In her new and second novel A Place for People Like Us, Botha, who is on the faculty of Toronto’s Humber School for Writers, focuses again on unhappy and adrift young women and their intertwined and unconventional search for a place to belong.

Twenty-one year-old university student and part-time videographer Hannah first meets Jillian at a bar and is immediately mesmerized by the musician’s talent, exotic demeanour, erratic behaviour, passion and outgoing personality. The two women quickly become friends, then roommates and then occasional lovers, occupying themselves with art, drugs, drinks and thrill-seeking in the clubs and streets of Toronto.

A Place for People Like Us

A Place for People Like Us

Hannah is the more clearly drawn of the new friends. Having recently escaped a traumatic upbringing, she revels in Jillian’s easy offers of love and acceptance even as she recognizes the toxicity and co-dependent nature of their relationship.

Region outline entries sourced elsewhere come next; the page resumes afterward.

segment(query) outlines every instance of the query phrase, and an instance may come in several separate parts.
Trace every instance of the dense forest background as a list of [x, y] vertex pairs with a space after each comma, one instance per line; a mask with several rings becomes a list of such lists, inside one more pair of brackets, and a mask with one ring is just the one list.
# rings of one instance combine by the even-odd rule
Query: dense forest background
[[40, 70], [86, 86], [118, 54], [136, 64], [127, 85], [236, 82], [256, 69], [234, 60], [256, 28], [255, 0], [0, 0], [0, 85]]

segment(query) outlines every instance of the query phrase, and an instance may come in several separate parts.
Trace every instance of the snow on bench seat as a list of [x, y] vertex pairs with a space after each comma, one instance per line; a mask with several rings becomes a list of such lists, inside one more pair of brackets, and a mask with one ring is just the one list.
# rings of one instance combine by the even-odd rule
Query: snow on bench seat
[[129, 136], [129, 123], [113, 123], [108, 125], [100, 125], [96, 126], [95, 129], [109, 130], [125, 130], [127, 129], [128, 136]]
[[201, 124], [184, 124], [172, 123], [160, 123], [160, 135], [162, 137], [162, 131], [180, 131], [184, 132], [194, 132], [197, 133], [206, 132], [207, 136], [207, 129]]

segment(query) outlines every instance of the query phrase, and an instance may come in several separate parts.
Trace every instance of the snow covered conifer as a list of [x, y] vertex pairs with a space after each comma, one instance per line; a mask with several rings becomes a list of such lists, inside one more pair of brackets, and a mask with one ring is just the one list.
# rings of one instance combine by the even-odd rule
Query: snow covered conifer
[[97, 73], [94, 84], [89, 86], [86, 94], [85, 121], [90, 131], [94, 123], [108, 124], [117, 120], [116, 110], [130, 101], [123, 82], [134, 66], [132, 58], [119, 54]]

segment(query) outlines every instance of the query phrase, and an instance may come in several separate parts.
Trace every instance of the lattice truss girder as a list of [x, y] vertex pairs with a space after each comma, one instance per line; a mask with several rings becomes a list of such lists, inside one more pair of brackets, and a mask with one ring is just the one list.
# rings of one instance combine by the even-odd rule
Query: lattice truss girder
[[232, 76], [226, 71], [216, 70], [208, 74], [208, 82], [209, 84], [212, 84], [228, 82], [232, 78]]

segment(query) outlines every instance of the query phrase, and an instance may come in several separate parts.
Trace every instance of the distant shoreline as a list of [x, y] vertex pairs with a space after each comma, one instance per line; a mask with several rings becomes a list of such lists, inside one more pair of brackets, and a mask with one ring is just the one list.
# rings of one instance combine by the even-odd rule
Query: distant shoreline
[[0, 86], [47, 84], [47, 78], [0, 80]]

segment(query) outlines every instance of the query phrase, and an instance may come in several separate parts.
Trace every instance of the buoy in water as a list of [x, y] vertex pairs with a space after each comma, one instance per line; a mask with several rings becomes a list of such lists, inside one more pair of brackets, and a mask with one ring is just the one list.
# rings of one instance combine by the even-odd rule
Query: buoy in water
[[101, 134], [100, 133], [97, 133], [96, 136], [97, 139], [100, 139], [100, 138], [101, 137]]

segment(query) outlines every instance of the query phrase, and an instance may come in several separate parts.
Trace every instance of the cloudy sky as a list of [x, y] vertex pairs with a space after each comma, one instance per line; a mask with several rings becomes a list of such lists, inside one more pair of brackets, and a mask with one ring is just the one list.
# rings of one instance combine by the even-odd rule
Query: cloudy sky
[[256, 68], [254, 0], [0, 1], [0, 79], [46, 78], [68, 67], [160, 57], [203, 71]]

Jillian’s love and acceptance, and Hannah’s gratitude for them, however, begin to change when handsome Mark, who is also known as Naftali, enters the picture and starts vying for Hannah’s attention.

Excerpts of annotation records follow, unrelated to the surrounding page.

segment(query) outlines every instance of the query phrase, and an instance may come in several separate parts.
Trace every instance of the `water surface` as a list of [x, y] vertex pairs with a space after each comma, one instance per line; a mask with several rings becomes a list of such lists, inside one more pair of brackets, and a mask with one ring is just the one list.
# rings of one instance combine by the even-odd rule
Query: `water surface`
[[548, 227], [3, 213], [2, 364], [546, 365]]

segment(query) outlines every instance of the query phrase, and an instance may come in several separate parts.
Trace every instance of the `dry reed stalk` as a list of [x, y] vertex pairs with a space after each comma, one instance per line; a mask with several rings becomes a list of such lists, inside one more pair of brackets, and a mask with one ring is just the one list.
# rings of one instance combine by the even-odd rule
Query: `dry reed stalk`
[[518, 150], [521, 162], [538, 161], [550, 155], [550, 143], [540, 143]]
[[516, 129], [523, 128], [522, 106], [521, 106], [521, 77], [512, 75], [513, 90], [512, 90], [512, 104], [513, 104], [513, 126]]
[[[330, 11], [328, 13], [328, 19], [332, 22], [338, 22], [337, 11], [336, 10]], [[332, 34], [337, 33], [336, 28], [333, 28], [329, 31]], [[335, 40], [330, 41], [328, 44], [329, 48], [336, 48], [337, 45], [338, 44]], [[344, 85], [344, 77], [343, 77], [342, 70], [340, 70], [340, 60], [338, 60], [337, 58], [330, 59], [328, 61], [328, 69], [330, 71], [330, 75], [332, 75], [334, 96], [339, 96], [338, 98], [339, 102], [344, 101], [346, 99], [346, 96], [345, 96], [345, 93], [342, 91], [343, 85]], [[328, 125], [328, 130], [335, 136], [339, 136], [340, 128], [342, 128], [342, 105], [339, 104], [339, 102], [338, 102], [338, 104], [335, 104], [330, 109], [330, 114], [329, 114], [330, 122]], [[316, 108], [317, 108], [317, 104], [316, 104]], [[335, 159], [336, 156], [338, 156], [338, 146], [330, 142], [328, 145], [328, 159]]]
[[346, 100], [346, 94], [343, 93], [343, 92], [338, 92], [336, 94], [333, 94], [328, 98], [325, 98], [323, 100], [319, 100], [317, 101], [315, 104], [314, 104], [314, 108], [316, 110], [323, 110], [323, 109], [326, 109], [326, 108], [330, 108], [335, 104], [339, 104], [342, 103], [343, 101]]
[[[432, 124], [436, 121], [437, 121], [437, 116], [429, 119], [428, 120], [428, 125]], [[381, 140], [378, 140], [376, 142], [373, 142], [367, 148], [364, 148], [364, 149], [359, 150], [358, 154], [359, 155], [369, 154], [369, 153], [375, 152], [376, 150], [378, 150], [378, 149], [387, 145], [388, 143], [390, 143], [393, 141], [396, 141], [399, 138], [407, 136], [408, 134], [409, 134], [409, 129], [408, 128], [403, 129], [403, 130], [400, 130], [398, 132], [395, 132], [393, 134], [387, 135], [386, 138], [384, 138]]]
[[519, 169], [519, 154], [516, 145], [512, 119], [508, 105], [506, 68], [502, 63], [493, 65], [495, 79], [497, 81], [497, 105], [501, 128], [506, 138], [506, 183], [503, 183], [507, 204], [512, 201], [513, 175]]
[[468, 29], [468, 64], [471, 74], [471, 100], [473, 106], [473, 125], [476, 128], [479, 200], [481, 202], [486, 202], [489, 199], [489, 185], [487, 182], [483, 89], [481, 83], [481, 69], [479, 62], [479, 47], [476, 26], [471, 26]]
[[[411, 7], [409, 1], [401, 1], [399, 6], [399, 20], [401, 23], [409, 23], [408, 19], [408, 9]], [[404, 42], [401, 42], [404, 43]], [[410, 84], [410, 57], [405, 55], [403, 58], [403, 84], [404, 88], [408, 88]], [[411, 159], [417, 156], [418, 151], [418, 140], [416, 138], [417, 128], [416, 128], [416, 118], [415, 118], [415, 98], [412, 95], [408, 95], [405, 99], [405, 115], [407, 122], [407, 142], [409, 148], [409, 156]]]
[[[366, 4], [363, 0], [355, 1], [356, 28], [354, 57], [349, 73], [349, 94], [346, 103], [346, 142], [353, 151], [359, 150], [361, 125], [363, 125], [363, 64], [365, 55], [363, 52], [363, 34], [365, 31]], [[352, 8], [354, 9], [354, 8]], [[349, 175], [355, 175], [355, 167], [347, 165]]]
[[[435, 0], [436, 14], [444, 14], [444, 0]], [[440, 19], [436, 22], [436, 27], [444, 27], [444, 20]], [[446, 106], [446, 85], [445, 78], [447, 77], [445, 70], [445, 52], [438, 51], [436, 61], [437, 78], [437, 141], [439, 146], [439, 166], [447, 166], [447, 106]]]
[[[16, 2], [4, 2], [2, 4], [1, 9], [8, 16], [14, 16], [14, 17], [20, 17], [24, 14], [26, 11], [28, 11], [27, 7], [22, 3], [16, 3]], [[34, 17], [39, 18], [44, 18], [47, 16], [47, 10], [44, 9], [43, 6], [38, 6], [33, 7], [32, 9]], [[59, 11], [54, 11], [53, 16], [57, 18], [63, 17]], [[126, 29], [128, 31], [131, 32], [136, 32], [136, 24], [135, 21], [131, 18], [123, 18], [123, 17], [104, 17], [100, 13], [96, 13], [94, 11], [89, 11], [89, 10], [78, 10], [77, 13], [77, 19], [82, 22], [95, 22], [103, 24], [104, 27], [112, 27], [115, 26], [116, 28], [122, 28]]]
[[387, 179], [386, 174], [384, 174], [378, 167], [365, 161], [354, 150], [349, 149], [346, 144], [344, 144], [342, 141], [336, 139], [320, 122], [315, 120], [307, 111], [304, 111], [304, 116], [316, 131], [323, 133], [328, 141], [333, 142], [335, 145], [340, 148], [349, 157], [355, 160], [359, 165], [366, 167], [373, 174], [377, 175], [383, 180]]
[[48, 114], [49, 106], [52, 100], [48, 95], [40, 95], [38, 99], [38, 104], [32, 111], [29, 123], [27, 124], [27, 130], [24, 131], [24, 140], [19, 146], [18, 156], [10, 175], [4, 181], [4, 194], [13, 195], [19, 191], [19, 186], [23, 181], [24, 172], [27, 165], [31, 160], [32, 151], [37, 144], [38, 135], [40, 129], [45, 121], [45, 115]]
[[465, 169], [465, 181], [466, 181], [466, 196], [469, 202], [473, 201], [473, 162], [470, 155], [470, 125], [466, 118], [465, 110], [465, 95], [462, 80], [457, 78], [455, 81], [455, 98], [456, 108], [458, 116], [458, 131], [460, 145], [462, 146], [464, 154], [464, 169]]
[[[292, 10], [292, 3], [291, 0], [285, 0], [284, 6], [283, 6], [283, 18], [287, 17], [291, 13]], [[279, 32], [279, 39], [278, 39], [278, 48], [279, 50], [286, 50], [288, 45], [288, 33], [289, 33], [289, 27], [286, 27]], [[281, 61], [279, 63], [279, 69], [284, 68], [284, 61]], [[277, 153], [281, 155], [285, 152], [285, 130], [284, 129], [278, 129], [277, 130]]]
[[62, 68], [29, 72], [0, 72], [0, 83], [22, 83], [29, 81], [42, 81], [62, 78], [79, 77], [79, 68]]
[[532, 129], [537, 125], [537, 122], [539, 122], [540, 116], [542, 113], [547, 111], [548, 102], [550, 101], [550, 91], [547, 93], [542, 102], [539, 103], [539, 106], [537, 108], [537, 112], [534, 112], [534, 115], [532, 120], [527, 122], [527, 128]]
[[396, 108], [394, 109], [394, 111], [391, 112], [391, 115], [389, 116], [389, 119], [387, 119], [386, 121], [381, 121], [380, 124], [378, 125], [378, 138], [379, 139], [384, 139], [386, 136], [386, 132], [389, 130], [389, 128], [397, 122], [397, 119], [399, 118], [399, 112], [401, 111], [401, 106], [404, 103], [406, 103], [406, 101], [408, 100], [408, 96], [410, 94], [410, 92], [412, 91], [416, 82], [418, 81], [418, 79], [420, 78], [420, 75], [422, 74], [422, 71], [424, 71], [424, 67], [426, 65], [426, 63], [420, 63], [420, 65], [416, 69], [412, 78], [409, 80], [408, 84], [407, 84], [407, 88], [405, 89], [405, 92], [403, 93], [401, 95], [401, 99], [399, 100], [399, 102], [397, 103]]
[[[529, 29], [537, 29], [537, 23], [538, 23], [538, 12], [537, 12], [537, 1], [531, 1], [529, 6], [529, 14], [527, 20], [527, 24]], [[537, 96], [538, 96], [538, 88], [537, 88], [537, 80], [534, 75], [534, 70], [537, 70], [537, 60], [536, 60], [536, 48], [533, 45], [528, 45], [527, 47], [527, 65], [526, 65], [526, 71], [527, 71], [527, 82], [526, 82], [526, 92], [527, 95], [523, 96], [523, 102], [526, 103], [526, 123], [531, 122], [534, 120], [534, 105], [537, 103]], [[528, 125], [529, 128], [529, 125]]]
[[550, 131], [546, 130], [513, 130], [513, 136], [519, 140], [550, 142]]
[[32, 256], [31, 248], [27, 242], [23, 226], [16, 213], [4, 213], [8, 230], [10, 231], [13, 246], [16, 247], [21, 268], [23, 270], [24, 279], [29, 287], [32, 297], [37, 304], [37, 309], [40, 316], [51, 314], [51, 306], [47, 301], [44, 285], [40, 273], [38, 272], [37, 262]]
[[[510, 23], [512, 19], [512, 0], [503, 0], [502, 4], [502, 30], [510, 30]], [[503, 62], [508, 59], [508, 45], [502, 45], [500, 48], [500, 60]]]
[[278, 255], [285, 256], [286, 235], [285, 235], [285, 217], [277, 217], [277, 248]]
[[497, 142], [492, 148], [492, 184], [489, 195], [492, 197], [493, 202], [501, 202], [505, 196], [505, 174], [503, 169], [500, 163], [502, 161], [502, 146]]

“I knew that in some way I wanted them both, the excitement of someone I couldn’t predict and the stability of someone else who would actually be there,” Hannah confesses to herself.

Like everything that occurs in this ambitious novel, Hannah’s new romance and her subsequent decision to convert to Judaism in order to be accepted by Mark’s observant family happen too quickly and too unrealistically. Botha seems to be attempting to justify the speed in which the novel’s events unfold by having Hannah explain, “I wish I could do things lightly or casually, but the way I’m wired, I go all the way or not at all.”

That explanation, unfortunately, doesn’t work well enough to counter the sense that the entire narrative is rushed and undeveloped. For example, Botha convincingly uses Mark’s unpleasant family members, and especially Hannah’s impulsive trip to Israel, to demonstrate the rigidness and hypocrisy of strict religious observance. At the same time, though, she misses the opportunity to explain to readers how and why orthodox Judaism is so connected to Jerusalem.

Similarly, Botha has Hannah befriend a Canadian Jewish woman who is deeply committed to raising awareness about Palestinian human rights abuses. But then, after a paragraph or two, in what seems like a blatant missed opportunity considering the real and fraught political polarization in diaspora Jewish communities today, Botha unceremoniously drops that character and her storyline from the narrative.

Events occur at an even more hurried pace when Hannah returns from her trip to Toronto. Her parents are finally introduced in a disturbing and improbable scene, Jillian becomes more needy and Hannah becomes more ambivalent and questioning about her future. She makes decisions. She changes her mind. She celebrates major life cycle events. She makes mistakes. She self-sabotages. And she worries about Jillian.

“The Jewish community is great if you want people to tell you exactly how to live our life down to the most minute detail,” Jillian tells her, “but if you’re weird and unique like us, it’s wrong. It’s not a place for people like us.”

Whether or not Jillian’s warning proves true is revealed in the last few pages of the novel, a work of fiction that, in spite of its moments of implausibility and awkward pacing, has much to say about both embracing and escaping family, friendship and faith whenever the need arises.

Sharon Chisvin is a Winnipeg writer, editor and oral historian.